A/N: I'm back! Isn't that just brilliant? Yeh anyways this is a response to the finale i hope you all like it. Now i've got this as a one-shot however i've got some thoughts on how i could continue this so if you're interested let me know or i'll probably leave it as it is. Regardless enjoy everyone, C.D.
Disclaimer: No it isn't mine and it's quite easy to see that i don't own 'The Mentalist' because i never would've written the confrontation playing out like that nonetheless don't sue me i recognise i'm just borrowing the characters etc.
Warnings: SEASON THREE FINALE SPOILERS READ AT YOUR OWN RISK.
She'd kidded herself that this day would never come, that in this one instance Jane wouldn't achieve the desired aim. He had of course proven her wrong and the self-delusion was ended nonetheless.
The price paid in full as she was left with the cruel all-encompassing feeling of it being outside of her control and that she had failed him in some way in not stopping him.
In not even having been there in the first place.
She'd not entertained the idea of how she would react if he'd succeeded and now, now she didn't know what to feel.
It scared her.
So she blocked it out.

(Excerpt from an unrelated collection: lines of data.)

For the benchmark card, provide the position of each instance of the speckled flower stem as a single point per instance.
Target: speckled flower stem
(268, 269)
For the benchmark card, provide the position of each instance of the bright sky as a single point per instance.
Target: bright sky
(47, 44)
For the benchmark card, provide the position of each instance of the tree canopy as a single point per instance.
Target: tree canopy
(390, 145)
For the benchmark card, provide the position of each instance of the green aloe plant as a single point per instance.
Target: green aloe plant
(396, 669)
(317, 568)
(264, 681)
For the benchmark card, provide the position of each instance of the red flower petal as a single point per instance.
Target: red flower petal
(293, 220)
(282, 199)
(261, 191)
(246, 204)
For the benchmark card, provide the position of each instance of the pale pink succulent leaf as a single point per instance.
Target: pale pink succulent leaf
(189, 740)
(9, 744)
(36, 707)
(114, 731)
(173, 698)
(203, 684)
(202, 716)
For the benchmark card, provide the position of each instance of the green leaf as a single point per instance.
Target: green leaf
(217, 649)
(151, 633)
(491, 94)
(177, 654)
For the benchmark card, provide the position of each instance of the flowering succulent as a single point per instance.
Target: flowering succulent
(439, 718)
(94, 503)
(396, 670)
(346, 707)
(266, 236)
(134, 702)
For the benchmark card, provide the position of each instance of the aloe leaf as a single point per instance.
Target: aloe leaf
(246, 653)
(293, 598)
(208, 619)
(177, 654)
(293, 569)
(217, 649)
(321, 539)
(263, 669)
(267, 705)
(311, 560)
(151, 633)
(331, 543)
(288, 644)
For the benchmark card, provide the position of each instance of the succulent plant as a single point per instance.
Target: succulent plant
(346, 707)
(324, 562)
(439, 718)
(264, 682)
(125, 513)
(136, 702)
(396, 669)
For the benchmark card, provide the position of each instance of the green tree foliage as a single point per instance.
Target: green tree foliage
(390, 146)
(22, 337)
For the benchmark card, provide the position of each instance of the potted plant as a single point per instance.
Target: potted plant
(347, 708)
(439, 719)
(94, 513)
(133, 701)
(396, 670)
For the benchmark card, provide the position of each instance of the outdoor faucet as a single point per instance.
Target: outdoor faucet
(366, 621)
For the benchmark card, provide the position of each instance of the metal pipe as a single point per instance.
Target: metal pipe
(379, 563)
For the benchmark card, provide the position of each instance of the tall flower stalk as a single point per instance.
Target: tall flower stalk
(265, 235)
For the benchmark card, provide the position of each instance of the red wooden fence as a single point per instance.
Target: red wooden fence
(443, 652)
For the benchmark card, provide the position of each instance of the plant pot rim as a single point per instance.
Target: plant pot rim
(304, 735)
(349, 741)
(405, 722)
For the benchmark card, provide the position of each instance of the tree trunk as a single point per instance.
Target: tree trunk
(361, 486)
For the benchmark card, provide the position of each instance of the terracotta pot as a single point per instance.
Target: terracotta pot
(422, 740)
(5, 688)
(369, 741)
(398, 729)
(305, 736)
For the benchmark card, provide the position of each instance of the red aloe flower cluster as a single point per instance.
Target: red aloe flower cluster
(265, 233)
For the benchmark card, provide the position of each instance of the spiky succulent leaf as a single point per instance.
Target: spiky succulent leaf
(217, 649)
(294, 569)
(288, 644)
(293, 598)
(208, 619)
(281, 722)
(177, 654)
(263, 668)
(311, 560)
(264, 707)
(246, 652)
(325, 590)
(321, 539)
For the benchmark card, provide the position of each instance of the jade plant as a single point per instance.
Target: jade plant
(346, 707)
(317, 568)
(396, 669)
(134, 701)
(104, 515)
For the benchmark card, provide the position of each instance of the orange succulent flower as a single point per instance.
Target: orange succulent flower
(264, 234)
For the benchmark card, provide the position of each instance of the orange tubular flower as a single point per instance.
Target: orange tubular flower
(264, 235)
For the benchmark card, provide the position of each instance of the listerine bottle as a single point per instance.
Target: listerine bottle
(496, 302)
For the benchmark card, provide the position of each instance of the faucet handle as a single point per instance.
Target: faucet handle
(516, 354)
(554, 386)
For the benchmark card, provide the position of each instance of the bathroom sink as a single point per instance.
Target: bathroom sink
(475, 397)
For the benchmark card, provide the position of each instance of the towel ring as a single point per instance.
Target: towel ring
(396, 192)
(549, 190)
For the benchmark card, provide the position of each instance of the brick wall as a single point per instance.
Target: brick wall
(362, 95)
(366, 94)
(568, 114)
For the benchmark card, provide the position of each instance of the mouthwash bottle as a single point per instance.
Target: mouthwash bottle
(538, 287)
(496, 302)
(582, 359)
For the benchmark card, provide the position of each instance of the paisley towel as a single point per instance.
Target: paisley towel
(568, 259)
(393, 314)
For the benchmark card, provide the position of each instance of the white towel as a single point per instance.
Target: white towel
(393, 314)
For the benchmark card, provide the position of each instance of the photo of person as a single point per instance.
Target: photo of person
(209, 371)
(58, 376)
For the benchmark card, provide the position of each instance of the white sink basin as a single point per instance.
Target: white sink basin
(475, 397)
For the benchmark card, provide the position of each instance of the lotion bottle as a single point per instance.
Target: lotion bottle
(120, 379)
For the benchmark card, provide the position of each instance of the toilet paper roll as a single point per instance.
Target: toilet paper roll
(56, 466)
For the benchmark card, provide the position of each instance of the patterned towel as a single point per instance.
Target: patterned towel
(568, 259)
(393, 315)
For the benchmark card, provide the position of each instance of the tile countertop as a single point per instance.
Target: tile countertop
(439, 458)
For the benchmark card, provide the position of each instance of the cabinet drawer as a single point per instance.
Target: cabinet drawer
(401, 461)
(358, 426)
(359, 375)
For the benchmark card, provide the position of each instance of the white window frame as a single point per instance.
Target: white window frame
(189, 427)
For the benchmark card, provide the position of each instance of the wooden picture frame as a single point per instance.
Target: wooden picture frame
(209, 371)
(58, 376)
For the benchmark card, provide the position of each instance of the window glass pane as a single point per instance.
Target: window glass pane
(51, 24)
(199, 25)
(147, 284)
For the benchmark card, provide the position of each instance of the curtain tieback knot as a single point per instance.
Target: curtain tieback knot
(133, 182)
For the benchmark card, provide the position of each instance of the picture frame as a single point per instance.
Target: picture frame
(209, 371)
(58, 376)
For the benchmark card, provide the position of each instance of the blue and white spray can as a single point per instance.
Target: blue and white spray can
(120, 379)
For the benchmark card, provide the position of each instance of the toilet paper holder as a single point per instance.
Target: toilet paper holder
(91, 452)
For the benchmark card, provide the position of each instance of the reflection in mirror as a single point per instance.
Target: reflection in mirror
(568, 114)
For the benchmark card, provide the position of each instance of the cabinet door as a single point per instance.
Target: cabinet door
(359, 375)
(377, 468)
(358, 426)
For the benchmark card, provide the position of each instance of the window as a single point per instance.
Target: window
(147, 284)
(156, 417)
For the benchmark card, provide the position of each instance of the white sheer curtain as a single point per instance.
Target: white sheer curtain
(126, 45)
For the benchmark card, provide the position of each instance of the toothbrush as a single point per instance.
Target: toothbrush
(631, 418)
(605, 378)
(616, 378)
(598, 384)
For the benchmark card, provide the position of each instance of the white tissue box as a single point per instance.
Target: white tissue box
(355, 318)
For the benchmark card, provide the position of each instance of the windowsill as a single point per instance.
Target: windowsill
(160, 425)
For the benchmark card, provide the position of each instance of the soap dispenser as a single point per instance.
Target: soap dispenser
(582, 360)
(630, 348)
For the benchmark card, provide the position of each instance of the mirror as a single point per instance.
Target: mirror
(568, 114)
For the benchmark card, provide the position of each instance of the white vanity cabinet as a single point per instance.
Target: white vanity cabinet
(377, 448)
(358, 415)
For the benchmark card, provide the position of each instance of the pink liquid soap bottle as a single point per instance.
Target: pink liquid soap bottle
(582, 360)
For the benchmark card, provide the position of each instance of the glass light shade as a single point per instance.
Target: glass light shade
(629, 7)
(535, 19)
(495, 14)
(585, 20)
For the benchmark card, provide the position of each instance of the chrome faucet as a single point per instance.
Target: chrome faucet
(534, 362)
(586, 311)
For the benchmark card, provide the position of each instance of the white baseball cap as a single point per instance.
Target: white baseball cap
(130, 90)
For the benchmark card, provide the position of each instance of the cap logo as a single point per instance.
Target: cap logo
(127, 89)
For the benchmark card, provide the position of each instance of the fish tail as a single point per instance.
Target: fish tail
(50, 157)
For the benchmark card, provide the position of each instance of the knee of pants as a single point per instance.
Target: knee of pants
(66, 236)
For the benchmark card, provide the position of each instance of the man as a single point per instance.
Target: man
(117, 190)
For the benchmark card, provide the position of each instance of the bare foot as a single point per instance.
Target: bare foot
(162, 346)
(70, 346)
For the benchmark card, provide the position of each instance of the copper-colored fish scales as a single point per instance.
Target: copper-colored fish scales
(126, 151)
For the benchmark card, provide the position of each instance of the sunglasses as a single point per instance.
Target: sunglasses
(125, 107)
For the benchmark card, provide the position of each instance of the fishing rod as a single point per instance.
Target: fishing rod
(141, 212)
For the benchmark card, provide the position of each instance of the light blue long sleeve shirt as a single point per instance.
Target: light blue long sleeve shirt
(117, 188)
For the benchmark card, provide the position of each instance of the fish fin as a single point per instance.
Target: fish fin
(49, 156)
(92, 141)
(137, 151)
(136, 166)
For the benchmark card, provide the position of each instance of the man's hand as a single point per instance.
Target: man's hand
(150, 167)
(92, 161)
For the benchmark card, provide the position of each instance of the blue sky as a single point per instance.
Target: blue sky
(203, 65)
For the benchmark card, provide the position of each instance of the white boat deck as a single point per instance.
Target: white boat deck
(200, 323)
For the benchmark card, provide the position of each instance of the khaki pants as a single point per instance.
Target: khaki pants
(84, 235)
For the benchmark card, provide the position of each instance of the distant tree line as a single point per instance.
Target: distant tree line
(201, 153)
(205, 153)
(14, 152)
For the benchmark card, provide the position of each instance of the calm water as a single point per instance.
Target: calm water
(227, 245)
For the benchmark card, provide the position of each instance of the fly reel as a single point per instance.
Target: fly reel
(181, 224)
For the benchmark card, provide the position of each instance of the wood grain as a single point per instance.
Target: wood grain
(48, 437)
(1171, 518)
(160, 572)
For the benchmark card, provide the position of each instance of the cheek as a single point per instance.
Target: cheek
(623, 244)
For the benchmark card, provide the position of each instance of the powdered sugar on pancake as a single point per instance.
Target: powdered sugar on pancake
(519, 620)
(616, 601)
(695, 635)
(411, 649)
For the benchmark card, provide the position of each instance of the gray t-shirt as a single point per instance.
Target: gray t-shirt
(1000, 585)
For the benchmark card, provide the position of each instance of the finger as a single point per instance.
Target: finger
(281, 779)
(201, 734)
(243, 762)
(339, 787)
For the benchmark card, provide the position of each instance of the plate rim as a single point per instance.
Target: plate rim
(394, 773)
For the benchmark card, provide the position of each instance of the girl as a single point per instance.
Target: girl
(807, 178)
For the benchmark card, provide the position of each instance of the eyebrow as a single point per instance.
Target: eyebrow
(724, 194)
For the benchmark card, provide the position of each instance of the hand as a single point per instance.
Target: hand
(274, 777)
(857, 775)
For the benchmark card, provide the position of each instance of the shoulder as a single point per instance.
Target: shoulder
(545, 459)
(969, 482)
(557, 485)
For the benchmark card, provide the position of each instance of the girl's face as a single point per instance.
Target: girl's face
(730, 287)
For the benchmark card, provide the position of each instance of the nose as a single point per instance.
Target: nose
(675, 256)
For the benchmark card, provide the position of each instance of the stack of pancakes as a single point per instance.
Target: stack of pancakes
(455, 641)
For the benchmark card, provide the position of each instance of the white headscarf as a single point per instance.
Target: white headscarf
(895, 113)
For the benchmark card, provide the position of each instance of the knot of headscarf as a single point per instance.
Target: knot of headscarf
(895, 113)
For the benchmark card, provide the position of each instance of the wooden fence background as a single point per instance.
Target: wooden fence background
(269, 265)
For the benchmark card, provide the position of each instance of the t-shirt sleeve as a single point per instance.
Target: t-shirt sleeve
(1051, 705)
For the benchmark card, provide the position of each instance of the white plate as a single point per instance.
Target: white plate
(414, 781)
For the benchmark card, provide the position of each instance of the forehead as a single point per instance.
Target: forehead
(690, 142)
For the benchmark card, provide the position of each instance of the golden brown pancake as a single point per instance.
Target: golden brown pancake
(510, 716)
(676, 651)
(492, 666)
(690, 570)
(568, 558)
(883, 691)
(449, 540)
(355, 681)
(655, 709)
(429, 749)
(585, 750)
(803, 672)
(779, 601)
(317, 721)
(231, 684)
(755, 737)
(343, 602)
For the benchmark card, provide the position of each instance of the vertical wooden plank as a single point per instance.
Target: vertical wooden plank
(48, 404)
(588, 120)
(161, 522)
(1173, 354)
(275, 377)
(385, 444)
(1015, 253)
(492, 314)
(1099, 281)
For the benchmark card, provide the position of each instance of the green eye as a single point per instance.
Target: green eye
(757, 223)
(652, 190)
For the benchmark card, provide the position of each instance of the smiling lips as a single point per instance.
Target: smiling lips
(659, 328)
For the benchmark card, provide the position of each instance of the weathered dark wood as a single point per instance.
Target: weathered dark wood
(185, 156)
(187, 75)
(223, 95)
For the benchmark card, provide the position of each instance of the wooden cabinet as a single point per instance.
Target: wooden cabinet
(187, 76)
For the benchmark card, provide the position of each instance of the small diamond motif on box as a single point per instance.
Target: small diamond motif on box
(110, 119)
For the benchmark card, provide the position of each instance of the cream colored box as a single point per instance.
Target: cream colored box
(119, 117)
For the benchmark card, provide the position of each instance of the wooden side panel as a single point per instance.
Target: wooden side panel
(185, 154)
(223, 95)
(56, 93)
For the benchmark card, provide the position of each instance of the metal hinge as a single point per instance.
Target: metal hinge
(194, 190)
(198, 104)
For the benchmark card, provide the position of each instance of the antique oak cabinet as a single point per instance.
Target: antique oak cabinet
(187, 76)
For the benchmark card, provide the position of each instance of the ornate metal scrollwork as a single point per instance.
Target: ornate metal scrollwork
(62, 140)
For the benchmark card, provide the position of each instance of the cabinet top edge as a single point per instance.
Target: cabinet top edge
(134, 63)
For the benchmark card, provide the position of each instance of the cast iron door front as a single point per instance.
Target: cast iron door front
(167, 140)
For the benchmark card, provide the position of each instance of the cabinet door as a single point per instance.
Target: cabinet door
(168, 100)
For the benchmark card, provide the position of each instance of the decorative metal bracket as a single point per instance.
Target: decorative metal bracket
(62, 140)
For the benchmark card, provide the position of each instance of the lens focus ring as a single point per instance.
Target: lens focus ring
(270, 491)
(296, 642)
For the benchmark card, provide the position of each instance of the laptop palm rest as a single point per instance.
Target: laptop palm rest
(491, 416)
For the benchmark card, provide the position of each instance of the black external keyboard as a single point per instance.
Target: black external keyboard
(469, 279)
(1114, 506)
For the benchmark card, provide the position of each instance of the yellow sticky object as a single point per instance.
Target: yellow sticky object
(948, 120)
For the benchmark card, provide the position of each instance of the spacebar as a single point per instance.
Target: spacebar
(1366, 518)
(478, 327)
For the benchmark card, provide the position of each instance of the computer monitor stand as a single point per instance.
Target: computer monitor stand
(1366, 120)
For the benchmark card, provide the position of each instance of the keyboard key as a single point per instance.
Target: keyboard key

She went through the motions because she had to and pulled herself together.
A few days before his trial Cho and the others asked her if she wanted to come with them to see Jane and she mumbled something about case files and declined.
So they left and her focus went with them as the writing on the documents blurred into a mass of incomprehensible blackness.
She pushed it aside a whirl of frustration and dissatisfaction. The paperwork would have to wait.
Through all the confusion and the endless questions of whether she should be coming back to work so early after being shot (even when she wasn't doing any field work) she knew one thing for certain.
She still cared about Jane and that wasn't about to change.
He'd gotten under her skin and even as part of her muttered that he'd killed a man and deserved what he got, another urged her to go see him, check if he was alright.
She wanted to punch him and hug him all at once for making her feel this way. Lisbon knew right from wrong and yet there sat Jane waving happily at her in the grey divide.
Try as she might she couldn't imagine the couch without him dozing (or pretending to at least) stretched out and relaxed upon it. Somewhere along the way he'd become part of the team, part of the family and even now her protective side urged her to go nag at him.
He might have shot a man but that man as far as he was aware was also Red John the murderer of his wife and child. Some would ask how that wouldn't leave you an emotional mess obsessed with revenge.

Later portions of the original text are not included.